İleriki yaşamlarında toplumsal dengeyi korumak, insanlara köleliği sevdirmek için Dünya Devleti tarafından dağıtılan “soma” adı verilen bir çeşit sakinleştiriciyi kullanırlar. Belli periyotlarla sürü halinde Cemaat Dayanışma Ayinleri için toplanırlar, bu toplantıların amacı Dünya devletinin temel yapısını oluşturan cemaat değerlerini daha derin bir biçimde aşılamaktır.
Dünya Devleti’nin on bölgesinden her biri Yerel Dünya Denetçisi tarafından yönetilir. “Ford Hazretleri” Mustafa Mond , Londra merkezli Batı Avrupa bölgesinin denetçisidir ve en altta beyin gerektirmeyen ayak işleri için döllenmiş Epsilon-Eksi Yarı Moronları ile gitgide artan yetenek kastlarının (Delta, Gamalar, Betalar) sıralandığı bir kitle bulunan hiyerarşik, fabrika benzeri bir firmanın başıdır.
Mond’un hemen altında bir Alfa-Artı entelektüeller kastı vardır. Bernard Marx ve Helmhotz Watson bu elitin üyelerdir, ama her ikisi de yalnız kalmak ve cinsellikten sakınmak gibi sapkın hazlardan hoşlanan eğilimler göstermiştir. Çok iyi bilmektedirler ki “görevleri çocuksu olmak”tır ve “birey duygulandığında, toplum yalpalar”; her ikisi de romanın sonunda Alfa-Artı uyumsuzlukları için sığınak işlevi gören adalardan birine sürüleceklerdir.

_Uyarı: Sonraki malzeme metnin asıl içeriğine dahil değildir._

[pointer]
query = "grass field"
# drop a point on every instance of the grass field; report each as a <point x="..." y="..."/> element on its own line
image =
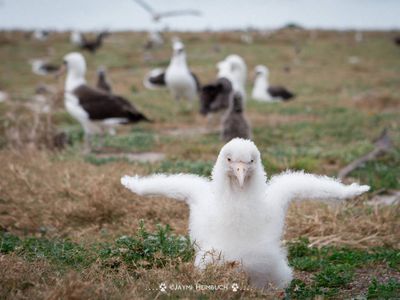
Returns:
<point x="69" y="230"/>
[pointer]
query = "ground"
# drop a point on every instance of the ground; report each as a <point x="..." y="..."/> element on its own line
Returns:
<point x="70" y="230"/>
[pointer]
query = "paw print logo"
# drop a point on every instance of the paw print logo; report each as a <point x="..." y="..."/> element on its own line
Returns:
<point x="163" y="287"/>
<point x="235" y="287"/>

Dünya Devleti’nin sınırları dışında yaşamasına izin verilen diğer insanlar da çeşitli Vahşi Ayrı Bölgeleri’nde yaşayanlardır. Kendilerini çevreleyen Fordgil cehennemden elektrikli tellerle ayrıldıkları için vahşiler hala evlenmekte, çocuk doğurabilmekte ve eskisi gibi ölebilmektedirler(!) New Mexico’daki Ayrı-Bölge’yi ziyaret ederken Bernard Marx, kendini Shakespere okuyarak geliştiren John adlı vahşiyle tanışır ve onu eski Fordgil`li annesi ile Londra’ya getirir. John ilk olarak kendisini çevreleyen yeni dünya karşısında coşkuya kapılır ve Londra’da ki insanlardan büyük ilgi görür; fakat kısa süre sonra Dünya Devleti’nce hayal kırıklığına uğratılır ve John’un gözünden F. S632’nin eksiksiz, totaliter dehşeti anlatılır.
John bu cehennemden kaçıp kendi hayatını kurmak ister ama her şeyin tüketim olduğu bu toplumda onun yaşamı da tüketilir..
Toplumsal düzenin denge ve istikrar kavramlarına bağlı olduğu bu toplumda, tüketim toplumu varabileceği en üst noktaya varmıştır.